この家は築68年。日本海軍がハワイの真珠湾に奇襲攻撃をかけて太平洋戦争に突入した、まさにその時期に建てられました。現在の当主は幸運にも戦災を免れたこの家で生まれ、育ちました。

2004年のこと、寄る年波に加えて阪神淡路大震災でガタガタに揺すられ、廃屋同然の状態で何年も放置されていたのを、なんとか応急修理して人が住めるようにしようということになりました。しかし資金がまるで足りません。(写真は修理に着手する直前の姿)


そこで、お金をかけないですむ方法を建築屋さんに考えてもらいました。そのためには「何でもあり」、常識にとらわれないで思いきった発想で取り組んでください、と言いました。「お金を出せないかわり、口も出さない」・・これが約束です。
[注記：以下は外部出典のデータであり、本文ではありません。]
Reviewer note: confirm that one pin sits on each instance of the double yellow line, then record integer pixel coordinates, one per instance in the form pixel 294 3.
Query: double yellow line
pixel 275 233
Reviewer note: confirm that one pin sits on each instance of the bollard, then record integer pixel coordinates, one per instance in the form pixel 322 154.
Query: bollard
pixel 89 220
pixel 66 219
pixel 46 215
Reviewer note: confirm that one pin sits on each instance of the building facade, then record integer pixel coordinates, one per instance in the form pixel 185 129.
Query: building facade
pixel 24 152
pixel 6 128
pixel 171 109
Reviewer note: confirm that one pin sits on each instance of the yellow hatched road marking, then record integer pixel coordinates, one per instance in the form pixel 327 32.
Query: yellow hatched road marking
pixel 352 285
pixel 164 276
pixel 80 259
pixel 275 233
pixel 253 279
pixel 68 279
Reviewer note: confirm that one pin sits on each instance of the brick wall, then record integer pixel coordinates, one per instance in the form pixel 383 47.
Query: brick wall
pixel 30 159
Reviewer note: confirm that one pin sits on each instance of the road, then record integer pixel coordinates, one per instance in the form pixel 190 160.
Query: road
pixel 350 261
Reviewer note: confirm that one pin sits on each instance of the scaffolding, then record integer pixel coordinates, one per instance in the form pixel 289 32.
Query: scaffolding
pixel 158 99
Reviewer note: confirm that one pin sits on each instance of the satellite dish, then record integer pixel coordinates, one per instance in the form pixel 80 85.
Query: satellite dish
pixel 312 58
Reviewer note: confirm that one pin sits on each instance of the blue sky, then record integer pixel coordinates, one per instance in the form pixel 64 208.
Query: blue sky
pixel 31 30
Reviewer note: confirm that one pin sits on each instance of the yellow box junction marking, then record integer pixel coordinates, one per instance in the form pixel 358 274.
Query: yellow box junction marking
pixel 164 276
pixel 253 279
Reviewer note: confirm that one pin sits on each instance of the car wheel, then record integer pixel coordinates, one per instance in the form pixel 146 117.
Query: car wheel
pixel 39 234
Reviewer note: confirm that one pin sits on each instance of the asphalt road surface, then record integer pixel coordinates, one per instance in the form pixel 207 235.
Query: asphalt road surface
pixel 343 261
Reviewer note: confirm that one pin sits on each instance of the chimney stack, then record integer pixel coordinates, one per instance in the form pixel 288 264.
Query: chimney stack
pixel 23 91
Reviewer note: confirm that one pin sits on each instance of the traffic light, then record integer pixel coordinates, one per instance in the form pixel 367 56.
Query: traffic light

傷みが激しかった部分を取り壊して建物を2割がた小さくしたので、壊した部分から廃材が出ます。その中で使えそうなものは再利用。壁にクロスを張るのをやめて合板下地のまま。まだ新しいのに取り壊す家があると聞けば、そこからドアなどの部材を貰い受け。資材店からは売れ残りの半端をかき集めてきます。エアコンは役目を終えたモデルルームからのお古。照明器具を買い揃える予算がないと言うと、電気屋さんが足場丸太や廃棄されたエアコンの銅管で「シャンデリア」を自作してくれました。

はじめのうちは「こんな仕事はしたことがない」と憮然としていた職人さん達でしたが、途中から「設計者や施主の指図に縛られずに好き放題のことをやらせてもらえる現場だ」と面白がりだし、後半はそれぞれの持ち場で自分の創意工夫による作品を残すことに熱中するようになりました。凝りに凝ってしまった結果、契約では工期3ヶ月だったのが、実際は8ヶ月を要しました。
このような経緯で出来たのが奇想天外なこの家の現在の造りで、ありあわせの材料で「つぎはぎ修理」したゆえに「接剥亭」なのです。